Peter Bocock gets a taste of Test cricket, with BJ Watling’s pads and Tom Latham’s gloves

New Zealand

Peter Bocock was helping some of the New Zealand players with their warm-up drills on the fifth morning of the Wellington Test against Bangladesh when he heard his name being mentioned. BJ Watling walked towards him minutes later and told him to get ready. It was 15 minutes before play was to start.

As it emerged, Watling had a hamstring injury, and the New Zealand team management didn’t want to risk fielding him. And they also didn’t want Tom Latham, the back-up keeper, to move from the slip cordon. Bocock, out of nowhere, was going to keep wickets for New Zealand in a Test match.

“I definitely wasn’t thinking that I would donning the gloves when I was having my morning coffee, that’s for sure,” Bocock said after New Zealand had wrapped up an innings-and-12-run win.

“It obviously would have been lovely to get a catch. I was pretty close a couple of times, just missing the outside edge”


“About 15 minutes before the start of play, I was helping the guys with the throwdowns, when I overheard something. BJ told me to be ready, and take a couple (of catches). I was told 15 minutes before the start of play.”

Bocock, who plays for Northern Districts in New Zealand’s first-class competition, had a race against time on his hands to get some sort of workable gear ready, but found his “team-mates” to be helpful enough. Watling gave him his shirt and pads, while Latham let him borrow his gloves.
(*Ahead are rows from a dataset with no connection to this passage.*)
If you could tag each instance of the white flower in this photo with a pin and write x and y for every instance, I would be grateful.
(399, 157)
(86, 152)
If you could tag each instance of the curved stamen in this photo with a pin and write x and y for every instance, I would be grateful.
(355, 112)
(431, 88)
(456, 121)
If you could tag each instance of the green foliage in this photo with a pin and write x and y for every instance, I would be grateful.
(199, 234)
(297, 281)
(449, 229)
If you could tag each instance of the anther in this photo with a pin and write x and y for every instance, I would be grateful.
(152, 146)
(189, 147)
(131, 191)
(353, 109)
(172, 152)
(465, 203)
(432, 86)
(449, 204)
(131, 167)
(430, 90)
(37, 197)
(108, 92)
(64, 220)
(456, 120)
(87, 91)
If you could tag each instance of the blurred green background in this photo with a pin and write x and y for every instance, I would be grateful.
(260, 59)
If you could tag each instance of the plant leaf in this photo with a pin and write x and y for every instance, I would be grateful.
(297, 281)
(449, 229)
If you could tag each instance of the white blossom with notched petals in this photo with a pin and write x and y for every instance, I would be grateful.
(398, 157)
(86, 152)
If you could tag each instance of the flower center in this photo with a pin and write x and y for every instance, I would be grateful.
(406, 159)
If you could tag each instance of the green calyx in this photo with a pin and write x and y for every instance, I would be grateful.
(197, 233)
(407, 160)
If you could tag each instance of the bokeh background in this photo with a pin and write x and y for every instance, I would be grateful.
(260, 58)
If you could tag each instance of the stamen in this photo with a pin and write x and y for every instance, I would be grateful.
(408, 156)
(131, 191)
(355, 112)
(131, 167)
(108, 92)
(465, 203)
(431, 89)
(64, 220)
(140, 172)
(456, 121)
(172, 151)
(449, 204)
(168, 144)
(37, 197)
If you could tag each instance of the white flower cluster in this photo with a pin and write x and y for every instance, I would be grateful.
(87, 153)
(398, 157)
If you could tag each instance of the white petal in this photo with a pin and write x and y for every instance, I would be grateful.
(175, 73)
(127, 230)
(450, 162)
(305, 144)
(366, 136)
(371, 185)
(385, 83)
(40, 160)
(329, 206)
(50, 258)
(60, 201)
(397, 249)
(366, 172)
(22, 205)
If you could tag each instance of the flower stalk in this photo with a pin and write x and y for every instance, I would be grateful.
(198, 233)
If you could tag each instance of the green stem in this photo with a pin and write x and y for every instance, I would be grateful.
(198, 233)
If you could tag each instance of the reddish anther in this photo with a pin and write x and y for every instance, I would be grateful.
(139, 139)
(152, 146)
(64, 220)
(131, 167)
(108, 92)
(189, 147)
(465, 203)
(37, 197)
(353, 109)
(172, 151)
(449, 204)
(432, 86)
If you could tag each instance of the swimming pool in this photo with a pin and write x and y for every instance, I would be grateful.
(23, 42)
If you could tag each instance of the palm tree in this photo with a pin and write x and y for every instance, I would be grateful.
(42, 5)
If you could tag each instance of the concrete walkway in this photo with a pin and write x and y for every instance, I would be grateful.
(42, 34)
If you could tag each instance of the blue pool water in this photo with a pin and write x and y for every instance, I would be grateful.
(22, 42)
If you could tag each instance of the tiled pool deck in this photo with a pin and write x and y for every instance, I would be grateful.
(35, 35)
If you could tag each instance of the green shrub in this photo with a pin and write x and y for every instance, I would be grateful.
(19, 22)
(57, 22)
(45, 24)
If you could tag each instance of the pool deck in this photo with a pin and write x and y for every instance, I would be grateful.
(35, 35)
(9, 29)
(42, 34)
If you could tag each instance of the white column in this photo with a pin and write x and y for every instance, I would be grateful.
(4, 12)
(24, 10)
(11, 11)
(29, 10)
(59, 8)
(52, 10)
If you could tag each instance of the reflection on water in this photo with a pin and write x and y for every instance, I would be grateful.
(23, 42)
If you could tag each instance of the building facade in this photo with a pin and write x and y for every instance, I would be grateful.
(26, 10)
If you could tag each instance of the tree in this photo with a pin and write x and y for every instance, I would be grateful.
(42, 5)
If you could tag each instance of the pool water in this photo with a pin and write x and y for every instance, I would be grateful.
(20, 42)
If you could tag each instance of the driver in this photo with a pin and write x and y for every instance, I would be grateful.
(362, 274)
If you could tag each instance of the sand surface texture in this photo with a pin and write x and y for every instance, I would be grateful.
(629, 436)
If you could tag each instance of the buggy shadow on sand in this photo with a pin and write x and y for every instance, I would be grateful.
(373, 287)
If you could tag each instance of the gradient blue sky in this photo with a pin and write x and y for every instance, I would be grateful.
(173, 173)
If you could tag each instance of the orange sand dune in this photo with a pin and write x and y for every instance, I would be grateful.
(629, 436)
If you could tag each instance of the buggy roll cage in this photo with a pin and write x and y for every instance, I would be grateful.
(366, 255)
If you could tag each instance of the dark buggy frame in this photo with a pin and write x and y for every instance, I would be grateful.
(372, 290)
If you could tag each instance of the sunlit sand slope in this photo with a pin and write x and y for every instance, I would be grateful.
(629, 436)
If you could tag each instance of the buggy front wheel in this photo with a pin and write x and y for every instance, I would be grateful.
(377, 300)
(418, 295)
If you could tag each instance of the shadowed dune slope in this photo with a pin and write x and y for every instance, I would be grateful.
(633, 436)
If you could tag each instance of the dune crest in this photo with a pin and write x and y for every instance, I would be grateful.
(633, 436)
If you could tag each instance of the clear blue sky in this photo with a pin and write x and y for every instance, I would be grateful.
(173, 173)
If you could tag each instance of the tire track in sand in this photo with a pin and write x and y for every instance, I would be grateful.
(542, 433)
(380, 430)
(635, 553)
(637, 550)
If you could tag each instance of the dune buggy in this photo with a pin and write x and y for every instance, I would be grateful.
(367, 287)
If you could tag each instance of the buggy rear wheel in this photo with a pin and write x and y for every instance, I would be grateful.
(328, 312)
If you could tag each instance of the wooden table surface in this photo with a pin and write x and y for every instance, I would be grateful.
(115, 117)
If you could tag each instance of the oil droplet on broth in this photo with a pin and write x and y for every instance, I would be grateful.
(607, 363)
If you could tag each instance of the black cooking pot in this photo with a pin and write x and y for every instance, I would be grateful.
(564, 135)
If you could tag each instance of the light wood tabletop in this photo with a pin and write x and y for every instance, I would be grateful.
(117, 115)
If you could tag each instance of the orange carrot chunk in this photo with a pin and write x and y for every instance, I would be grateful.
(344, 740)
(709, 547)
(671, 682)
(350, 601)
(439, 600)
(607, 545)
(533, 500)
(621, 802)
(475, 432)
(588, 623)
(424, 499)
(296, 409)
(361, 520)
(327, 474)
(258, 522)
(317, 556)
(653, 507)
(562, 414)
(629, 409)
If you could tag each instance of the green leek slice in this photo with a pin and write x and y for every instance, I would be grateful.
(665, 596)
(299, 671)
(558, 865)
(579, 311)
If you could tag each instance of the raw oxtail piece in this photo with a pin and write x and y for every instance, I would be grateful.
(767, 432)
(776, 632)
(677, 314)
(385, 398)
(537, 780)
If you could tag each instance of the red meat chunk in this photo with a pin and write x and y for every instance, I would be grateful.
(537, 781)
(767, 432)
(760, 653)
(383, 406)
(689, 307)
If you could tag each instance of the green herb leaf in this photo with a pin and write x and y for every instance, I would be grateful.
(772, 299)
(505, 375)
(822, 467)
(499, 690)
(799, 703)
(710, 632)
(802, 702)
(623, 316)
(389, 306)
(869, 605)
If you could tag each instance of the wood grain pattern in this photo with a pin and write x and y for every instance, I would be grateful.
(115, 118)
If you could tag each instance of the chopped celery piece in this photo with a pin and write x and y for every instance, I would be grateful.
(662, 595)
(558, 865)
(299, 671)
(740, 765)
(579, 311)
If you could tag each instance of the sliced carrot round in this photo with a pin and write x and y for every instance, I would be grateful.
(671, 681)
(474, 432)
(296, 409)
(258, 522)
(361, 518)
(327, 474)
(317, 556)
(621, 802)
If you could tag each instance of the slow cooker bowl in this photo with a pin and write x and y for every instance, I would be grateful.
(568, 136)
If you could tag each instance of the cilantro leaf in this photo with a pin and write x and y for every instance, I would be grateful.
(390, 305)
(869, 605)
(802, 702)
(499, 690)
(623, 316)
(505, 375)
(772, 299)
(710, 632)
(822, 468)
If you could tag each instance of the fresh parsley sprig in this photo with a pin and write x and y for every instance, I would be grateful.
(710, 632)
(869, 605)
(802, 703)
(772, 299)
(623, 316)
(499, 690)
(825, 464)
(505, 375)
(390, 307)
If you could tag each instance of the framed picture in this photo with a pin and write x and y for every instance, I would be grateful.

“I actually used Tom Latham’s gloves. I am sponsored by Kookaburra, so that worked out perfectly. I wore BJ’s pads. My sub fielding shirt was a little bit big so I borrowed BJ’s,” Bocock explained.

Within minutes, Bocock was standing behind the stumps, with Trent Boult, Tim Southee, Matt Henry and Neil Wagner steaming in.

Incidentally, substitute fielders were allowed to replace wicketkeepers only from October 2017, when the rule preventing such a thing from happening was changed.

So how did the slip cordon react, did he ask them many questions? He did.

“I asked them where BJ has been standing, and what’s BJ’s plan to a particular bowler. Does he stand on the leg-side a lot to someone like Wagner? I have kept to Wagner couple of times,” Bocock revealed.

“It obviously would have been lovely to get a catch. I was pretty close a couple of times, just missing the outside edge. Few from Wagner missing the gloves.”

Bocock had originally been summoned by New Zealand manager Mike Sandle from the Northern Districts A side to help the New Zealand players. He then filled in as a substitute fielder on the fourth day when Kane Williamson, the captain, went off to get scans on his injured shoulder.

Understandably, the experience has left the 27-year-old happy, though it wasn’t quite a real Test debut. “I would love (to play for New Zealand). Every kid has the dream to walk out with the Black Caps. It is a major goal. I am lucky enough to spend time in that environment as a sub fielder,” he said.